Distinctive Collections
Carl Hertzog and the Bullfight that Never Happened
Open gallery
Cuenca Plaza de Toros, 1949.
This broadside, measuring five inches wide by seventeen and a half inches tall, advertises a bullfight (or, corrida) that never occured. We acquired the broadside this month from William Allison of Houston. I must admit to being taken aback when I first saw it – as with much of Carl Hertzog’s best work, it is visually arresting.
The style is almost indisputably Hertzog’s – but the small printer’s mark at the bottom (CH) and the text “Imp. C. Hertzog” leaves no doubt. Tom Lea created the illustration at the head of the broadside, and signed that illustration. To my eye, the work is striking and might be one of the underappreciated collaborations between Lea and Hertzog.

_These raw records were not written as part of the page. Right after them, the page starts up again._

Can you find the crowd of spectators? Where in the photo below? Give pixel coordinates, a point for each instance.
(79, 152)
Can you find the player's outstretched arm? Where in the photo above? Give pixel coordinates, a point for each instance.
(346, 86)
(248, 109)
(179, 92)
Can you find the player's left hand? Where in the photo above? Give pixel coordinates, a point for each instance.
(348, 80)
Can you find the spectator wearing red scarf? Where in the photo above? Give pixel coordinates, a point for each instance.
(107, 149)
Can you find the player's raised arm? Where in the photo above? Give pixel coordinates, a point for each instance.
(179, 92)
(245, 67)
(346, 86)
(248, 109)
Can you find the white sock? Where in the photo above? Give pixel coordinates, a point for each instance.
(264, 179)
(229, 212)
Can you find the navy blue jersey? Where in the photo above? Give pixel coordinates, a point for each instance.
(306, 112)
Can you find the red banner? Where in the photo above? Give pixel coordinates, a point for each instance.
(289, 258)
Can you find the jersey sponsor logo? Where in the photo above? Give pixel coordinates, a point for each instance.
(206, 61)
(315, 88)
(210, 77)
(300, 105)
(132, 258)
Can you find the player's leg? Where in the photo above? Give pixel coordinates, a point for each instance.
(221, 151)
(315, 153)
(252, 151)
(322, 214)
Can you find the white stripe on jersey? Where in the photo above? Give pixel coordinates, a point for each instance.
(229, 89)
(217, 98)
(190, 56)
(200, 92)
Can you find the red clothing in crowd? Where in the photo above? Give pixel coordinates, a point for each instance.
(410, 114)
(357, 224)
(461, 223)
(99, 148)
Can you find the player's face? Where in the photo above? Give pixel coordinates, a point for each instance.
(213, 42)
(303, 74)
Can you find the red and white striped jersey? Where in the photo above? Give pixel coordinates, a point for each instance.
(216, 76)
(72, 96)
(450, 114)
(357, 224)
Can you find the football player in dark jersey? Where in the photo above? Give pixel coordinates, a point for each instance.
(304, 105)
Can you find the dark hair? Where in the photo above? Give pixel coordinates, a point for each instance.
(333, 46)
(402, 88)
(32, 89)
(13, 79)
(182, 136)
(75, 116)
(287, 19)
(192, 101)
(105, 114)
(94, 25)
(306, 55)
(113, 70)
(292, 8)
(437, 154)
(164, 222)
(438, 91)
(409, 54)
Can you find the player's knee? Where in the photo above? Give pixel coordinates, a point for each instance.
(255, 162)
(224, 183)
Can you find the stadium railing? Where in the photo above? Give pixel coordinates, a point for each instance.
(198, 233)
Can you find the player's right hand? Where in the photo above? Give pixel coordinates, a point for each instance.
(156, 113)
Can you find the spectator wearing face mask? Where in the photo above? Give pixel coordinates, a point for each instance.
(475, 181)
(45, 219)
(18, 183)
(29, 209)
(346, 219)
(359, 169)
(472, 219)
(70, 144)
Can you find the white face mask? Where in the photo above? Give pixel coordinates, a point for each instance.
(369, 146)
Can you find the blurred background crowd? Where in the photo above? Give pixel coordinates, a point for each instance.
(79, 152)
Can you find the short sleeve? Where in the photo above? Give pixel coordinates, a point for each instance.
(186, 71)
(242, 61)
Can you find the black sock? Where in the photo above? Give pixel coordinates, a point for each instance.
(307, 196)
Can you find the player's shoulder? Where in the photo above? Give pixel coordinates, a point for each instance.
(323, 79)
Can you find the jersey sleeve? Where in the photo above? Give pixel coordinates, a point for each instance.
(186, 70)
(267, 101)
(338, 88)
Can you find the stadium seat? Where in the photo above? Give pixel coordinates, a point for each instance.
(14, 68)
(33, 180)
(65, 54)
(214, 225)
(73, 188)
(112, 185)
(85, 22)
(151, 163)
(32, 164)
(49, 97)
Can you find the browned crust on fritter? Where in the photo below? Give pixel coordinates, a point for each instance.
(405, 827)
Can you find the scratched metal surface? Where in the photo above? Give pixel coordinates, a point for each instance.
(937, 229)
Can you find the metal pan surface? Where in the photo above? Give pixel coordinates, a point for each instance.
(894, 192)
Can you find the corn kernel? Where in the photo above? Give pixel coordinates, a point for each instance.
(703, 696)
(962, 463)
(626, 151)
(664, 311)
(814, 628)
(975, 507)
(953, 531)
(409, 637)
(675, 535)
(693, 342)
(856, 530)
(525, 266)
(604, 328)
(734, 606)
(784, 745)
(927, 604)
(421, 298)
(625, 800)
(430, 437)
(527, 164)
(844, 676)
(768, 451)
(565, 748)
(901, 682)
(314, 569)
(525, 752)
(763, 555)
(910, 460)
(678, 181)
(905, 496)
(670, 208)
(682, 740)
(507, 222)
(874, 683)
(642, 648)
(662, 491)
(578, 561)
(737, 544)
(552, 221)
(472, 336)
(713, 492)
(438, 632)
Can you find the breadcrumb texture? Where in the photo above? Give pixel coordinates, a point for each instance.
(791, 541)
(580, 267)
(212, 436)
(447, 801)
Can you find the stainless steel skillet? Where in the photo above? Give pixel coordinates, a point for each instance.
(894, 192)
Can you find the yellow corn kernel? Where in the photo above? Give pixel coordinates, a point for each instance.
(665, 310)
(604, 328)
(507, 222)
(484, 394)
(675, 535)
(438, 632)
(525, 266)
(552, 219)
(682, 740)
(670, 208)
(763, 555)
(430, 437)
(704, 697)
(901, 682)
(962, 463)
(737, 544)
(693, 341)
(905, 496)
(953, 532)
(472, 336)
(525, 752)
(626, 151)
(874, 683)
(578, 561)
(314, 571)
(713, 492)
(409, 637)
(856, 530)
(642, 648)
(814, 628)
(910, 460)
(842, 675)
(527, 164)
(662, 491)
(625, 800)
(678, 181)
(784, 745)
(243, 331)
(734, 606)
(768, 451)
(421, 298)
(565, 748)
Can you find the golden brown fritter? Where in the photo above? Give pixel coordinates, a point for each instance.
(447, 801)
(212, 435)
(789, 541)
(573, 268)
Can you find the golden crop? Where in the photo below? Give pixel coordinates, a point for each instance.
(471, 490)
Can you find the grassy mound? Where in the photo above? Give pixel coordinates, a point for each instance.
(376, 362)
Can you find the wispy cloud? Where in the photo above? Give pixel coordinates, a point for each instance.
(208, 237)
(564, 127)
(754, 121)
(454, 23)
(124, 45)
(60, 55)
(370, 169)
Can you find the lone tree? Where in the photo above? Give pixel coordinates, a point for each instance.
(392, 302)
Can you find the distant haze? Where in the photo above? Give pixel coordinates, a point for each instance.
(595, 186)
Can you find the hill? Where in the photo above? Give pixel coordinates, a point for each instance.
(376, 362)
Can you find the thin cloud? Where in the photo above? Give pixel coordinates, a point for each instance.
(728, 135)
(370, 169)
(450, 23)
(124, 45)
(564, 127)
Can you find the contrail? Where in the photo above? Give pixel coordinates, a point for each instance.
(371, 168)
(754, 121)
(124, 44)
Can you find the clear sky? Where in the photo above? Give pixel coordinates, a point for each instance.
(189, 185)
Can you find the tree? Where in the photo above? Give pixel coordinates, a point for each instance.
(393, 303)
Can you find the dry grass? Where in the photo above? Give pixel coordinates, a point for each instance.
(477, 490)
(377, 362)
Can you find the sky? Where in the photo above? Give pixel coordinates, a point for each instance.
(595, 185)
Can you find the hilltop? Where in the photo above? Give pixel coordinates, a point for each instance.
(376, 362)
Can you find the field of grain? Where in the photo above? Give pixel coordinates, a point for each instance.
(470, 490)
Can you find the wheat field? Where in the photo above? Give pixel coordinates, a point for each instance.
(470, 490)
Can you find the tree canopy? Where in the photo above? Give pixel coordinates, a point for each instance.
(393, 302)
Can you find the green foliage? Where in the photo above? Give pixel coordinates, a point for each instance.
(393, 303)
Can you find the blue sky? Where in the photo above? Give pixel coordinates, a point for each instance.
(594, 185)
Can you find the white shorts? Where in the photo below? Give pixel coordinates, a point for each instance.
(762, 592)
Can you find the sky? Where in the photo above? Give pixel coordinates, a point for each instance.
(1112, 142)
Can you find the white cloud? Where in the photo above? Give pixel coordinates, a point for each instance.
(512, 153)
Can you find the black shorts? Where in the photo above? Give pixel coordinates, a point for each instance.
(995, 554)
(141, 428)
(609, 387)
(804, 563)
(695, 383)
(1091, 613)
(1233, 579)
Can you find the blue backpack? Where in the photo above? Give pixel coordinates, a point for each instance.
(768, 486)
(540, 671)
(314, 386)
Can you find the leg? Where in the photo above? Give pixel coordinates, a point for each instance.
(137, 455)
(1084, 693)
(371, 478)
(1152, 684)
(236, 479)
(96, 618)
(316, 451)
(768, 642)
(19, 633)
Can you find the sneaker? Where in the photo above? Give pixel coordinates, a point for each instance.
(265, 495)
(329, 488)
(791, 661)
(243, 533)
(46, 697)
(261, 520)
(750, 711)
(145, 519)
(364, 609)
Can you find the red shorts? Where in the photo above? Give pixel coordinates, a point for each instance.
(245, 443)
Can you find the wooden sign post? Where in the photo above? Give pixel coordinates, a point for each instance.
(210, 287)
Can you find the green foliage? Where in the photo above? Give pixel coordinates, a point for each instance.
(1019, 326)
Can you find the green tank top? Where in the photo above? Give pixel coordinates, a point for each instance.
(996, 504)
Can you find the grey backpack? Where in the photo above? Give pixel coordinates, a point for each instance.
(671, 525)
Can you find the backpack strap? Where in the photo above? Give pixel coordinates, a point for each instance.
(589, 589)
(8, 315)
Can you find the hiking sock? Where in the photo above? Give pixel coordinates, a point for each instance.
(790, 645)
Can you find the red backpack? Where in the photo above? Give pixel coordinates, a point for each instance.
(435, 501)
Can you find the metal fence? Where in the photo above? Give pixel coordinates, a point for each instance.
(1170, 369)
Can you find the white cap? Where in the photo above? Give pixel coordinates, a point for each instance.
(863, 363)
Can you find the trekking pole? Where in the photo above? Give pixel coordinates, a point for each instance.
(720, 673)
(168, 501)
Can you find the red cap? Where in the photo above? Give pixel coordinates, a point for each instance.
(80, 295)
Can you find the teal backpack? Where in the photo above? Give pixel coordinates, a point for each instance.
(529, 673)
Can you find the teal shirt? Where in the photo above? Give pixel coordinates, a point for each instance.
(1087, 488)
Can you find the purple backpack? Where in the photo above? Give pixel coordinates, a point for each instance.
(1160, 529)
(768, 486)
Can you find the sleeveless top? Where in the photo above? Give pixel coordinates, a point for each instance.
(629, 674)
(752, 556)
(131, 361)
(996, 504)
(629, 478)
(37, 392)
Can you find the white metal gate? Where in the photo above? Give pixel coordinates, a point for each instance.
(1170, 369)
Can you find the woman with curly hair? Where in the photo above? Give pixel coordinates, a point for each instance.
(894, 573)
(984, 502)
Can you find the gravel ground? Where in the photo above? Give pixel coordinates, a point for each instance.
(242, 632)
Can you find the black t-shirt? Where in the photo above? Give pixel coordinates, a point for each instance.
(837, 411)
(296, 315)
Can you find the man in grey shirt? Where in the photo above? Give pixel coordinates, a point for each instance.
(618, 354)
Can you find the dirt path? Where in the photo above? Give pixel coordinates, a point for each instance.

I keep teasing the bullfight that never happened, and to get there, I need to provide some background. Readers of this blog will know that Lea was a correspondent for Life magazine. That publication commissioned Lea to do a series of paintings about western beef cattle ranching. While doing research for that commission, Lea became fascinated with the bulls bred to fight in a bullring, called toros bravos. His work with these bulls, and his interest in bullfighting, led Lea to write his first novel – The Brave Bulls, which was later made into a motion picture.
There are several bullfights, or corridas, in the novel – but the broadside is the cartel for the climax of the novel – a bullfight that never existed.
This cartel was produced as a promotional item inserted in selected copies of the novel. Dorothy Sloan, in her Library and Work of Carl Hertzog notes that the cartel (no. 328) was printed both with and without the colored text you see along the sides of our copy. In their bibliography of the work of Tom Lea, Hinshaw and Lovelace identify the item as 85 D, and note that the cartel was only issued in selected copies of the book. Al Lowman in Printer at the Pass does not list the item in the ephemera section of that bibliography.
The item is difficult to find – no libraries have cataloged their copies – though I suspect that our colleagues at the University of Texas at El Paso, and Texas A&M University have copies of the same cartel. Ours will be cataloged and available to the public.
I hope you had a little catch in your breath as I did when I first saw it!